1. Restore Operations:

  • Rebuild affected systems.

  • Restore data from backups.

2. Monitor:

  • Closely monitor network traffic and system behavior for signs of malicious activity.

  • Update threat intelligence feeds and security controls.

3. Post-Incident Review:

  • Evaluate the incident response to identify areas for improvement.

  • Update incident response and recovery plans based on lessons learned.


Preemptive and Proactive Measures

1. Security Awareness Training:

  • Educate users on recognizing and reporting phishing and other malicious activities.

  • Perform regular simulated phishing exercises to reinforce learning.

2. Cyber Hygiene:

  • Regularly update and patch systems and applications.

  • Enforce the use of strong, unique passwords.

3. Network Segmentation:

  • Segment networks to limit lateral movement of attackers.

  • Use firewalls, intrusion detection/prevention systems, and other security tools to monitor and control traffic.

4. Vulnerability Management:

  • Regularly scan for and remediate vulnerabilities.

  • Prioritize vulnerabilities based on risk to the organization.

5. Backup and Restore:

  • Regularly backup critical data and systems.

  • Test restore procedures to ensure data integrity and availability.


Legal and Regulatory Compliance

Compliance with Laws and Regulations:

  • Adhere to relevant legal and regulatory requirements related to data breach notification and reporting.

  • Consult legal counsel to navigate legal obligations and potential liabilities.

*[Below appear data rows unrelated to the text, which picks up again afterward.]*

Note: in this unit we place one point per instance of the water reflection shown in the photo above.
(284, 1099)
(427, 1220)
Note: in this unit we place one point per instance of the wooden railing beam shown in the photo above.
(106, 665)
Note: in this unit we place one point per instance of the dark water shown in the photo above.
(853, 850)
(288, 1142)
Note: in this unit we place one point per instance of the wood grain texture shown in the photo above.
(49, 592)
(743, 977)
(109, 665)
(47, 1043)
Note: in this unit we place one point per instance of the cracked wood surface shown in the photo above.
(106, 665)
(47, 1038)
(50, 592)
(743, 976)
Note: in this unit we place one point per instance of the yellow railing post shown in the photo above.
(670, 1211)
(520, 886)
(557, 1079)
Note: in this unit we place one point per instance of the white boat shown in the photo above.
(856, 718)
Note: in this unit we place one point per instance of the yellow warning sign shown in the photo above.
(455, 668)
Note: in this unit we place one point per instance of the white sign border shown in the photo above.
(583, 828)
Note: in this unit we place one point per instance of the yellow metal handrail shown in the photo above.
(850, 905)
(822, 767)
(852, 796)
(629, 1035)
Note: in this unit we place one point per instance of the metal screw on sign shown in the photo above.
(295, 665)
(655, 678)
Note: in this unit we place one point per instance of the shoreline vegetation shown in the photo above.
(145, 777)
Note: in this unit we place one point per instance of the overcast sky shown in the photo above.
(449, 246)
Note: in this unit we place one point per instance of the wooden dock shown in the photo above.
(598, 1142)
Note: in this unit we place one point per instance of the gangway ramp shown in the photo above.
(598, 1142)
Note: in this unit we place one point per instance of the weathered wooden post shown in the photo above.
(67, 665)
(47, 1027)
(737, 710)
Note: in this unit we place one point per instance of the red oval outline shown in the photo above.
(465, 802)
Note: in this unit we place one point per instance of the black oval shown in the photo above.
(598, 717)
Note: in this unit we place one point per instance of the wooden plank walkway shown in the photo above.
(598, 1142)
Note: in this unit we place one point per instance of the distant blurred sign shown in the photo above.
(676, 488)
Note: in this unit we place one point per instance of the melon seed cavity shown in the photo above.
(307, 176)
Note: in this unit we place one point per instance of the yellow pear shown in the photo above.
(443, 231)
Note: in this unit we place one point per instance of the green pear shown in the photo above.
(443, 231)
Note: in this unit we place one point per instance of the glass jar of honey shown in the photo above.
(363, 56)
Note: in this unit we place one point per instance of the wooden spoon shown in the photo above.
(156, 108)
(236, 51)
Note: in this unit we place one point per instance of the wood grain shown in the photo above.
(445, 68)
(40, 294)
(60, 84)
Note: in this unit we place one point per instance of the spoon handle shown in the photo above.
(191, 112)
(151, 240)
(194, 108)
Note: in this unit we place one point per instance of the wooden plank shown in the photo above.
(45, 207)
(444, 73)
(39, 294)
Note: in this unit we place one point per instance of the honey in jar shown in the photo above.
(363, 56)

Collaboration and Information Sharing

Collaborate with Other Organizations:

  • Engage in information sharing with peer organizations, industry groups, and government agencies.

  • Leverage shared threat intelligence to enhance situational awareness.


Mitigation Summary

These mitigating practices, when effectively combined, form a robust and resilient approach to managing the risk posed by malware attacks. The key is to be proactive, keep abreast of the evolving threat landscape, and continuously refine and update strategies and controls to counter emerging threats.